On the occasion of the Centenary of the Great Union, he inaugurates in Alba Iulia the monument of the Time Capsule "Romania 2118", which brings together 200 messages for the future from personalities of the present: located in the ditches of Alba Carolina Citadel, on the side of the Union Bridge, near the two Cathedrals and the Union Monument. Among the authors of the letters that will be opened on December 1, 2118, are: Alexandru Tomescu, Moise Guran, Cristi Danileț, Cristian Pârvulescu, Petre Crăciun, Constantin Necula, Nicu Alifantis, Nicu Covaci, Mihai Covaliu, Marcel Iureș, Lucian Mîndruță, Lazăr Comănescu, Laura Badea, Ivan Patzaichin, Ion Caramitru, Ioan-Aurel Pop, Eugen Doga, Felicia Filip, Elisabeta Lipă, etc.

In January 2019, as a result of his civic and political activity, Sebastian Burduja is selected by the German Friedrich Naumann Foundation as "one of the six freedom fighters in Eastern Europe, within the Think Freedom project, and his story is translated into a short documentary.

In August 2019, within the National Council of the National Liberal Party, he was elected PNL Vice President at the national level. He is also appointed interim president of the PNL Sector 1 branch. He will hold this political position until February 2020, when he will be elected President with full rights.

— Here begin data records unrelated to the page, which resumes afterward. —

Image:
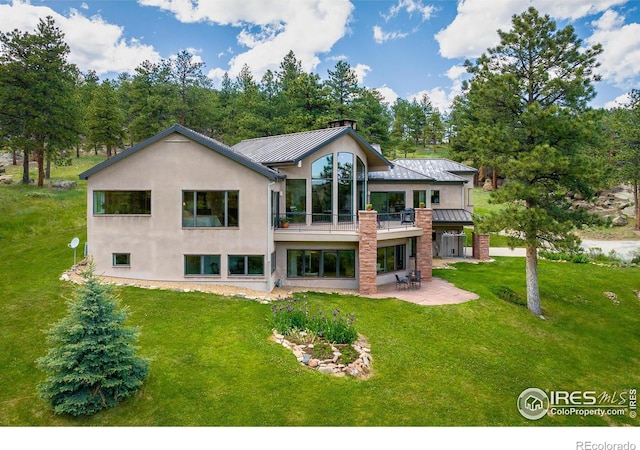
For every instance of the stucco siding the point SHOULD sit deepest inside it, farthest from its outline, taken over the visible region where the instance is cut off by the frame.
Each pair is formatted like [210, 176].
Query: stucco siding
[157, 243]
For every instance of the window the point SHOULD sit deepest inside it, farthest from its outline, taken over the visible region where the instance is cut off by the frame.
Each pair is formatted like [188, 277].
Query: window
[202, 264]
[296, 200]
[388, 202]
[246, 265]
[321, 263]
[419, 197]
[122, 202]
[391, 259]
[361, 184]
[210, 208]
[345, 187]
[435, 197]
[122, 259]
[322, 189]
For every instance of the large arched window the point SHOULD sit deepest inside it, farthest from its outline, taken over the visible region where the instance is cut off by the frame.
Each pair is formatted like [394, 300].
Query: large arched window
[322, 189]
[361, 185]
[345, 187]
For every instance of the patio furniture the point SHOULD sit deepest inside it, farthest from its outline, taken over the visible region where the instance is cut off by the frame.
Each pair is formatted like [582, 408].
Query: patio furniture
[417, 279]
[400, 282]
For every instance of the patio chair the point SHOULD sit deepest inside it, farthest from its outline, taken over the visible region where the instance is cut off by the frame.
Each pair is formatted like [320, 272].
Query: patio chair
[400, 282]
[417, 279]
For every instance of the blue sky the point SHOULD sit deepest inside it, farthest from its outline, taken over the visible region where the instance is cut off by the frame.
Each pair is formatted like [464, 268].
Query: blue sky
[403, 48]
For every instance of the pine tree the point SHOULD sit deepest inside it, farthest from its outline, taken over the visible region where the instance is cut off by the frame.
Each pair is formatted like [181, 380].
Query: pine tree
[92, 363]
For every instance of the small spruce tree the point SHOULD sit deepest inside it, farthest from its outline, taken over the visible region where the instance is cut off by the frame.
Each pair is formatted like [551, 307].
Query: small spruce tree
[92, 363]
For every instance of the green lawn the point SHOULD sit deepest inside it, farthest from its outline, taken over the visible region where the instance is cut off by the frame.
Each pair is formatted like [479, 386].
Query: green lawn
[212, 363]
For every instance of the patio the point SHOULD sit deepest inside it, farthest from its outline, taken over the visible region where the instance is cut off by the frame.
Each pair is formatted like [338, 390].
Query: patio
[434, 292]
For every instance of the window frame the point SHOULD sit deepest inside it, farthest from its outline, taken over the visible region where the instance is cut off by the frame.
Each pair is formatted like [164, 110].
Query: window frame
[115, 263]
[101, 198]
[308, 255]
[191, 206]
[247, 266]
[202, 265]
[398, 256]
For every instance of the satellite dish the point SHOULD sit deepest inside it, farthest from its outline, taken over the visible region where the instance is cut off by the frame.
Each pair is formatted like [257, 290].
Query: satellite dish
[73, 244]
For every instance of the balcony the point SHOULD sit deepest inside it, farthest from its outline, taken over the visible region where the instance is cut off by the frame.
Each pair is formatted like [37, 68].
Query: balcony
[341, 227]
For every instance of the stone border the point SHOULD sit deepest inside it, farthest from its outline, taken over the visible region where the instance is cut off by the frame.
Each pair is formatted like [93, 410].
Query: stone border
[360, 368]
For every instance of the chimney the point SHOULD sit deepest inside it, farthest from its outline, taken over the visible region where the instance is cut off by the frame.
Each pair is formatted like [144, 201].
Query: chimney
[342, 123]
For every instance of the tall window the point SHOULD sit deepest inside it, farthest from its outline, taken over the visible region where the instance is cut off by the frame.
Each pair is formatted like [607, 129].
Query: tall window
[322, 189]
[246, 265]
[202, 264]
[321, 263]
[361, 184]
[122, 202]
[391, 259]
[210, 208]
[296, 200]
[435, 197]
[345, 187]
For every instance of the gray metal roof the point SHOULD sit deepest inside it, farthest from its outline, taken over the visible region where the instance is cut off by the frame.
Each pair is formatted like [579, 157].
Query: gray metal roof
[433, 170]
[206, 141]
[451, 216]
[292, 148]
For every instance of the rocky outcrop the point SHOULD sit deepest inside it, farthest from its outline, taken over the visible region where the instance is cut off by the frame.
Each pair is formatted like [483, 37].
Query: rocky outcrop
[360, 368]
[616, 204]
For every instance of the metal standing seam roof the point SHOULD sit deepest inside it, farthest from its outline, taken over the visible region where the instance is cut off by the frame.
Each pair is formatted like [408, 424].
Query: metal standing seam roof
[438, 170]
[292, 148]
[448, 216]
[206, 141]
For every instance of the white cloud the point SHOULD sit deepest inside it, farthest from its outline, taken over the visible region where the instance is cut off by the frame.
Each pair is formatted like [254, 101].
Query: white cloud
[94, 44]
[474, 29]
[381, 37]
[620, 60]
[440, 97]
[361, 71]
[388, 94]
[270, 28]
[618, 102]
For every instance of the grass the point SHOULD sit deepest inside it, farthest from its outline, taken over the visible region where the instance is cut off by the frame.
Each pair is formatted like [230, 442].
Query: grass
[212, 363]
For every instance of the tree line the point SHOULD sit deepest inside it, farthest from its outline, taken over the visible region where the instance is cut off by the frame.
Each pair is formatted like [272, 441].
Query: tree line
[524, 112]
[49, 108]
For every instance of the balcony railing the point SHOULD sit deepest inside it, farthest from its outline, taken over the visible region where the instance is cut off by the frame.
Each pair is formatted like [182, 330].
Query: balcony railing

He was selected by Forbes magazine in the first "30 under 30" promotion in Romania.

In January 2017 he becomes Managing Partner within the company RISE Consortium and remains in that position until December 2019.

In December 2019, he was appointed Secretary of State in the Ministry of Public Finance.

In 2020, he published the book Plan for Romania: 7 intellectual revolutions for a country we want to stay in, at Litera publishing house.

With the general elections organized in December 2020, he becomes a deputy of Bucharest, a position he currently holds.

Education
In Romania, he graduated from the Mihai Viteazul National College in Bucharest. He is a graduate and head of promotion of School No. 11 Ion Heliade Rădulescu.

He graduated from the Stanford University in the United States,as member of the Phi Beta Kappa Society⁠ with a major in Politics and sub-specializations in Economy and Sociology. The graduation average placed him in the top 15% of his promotion and he also received the grade "honors" given following the recommendation of the specialized departments for their own advanced level work.

From 2008 to 2011, he continued his studies at Harvard University, being a David Rubenstein⁠'s fellow and graduating in parallel with two master's programs: MBA from Harvard Business School and MPP from Harvard Kennedy School of Government. He was honored in 2009 and 2010 with outstanding academic achievement, including the "First Year Honors" and "Second Year Honors" awards given to the best students at Harvard Business School.

In 2016, he became a doctoral student at the Academy of Economic Studies and, in 2019, he obtained the title of Doctor of Economics and International Affairs with the qualification "Summa Cum Laude".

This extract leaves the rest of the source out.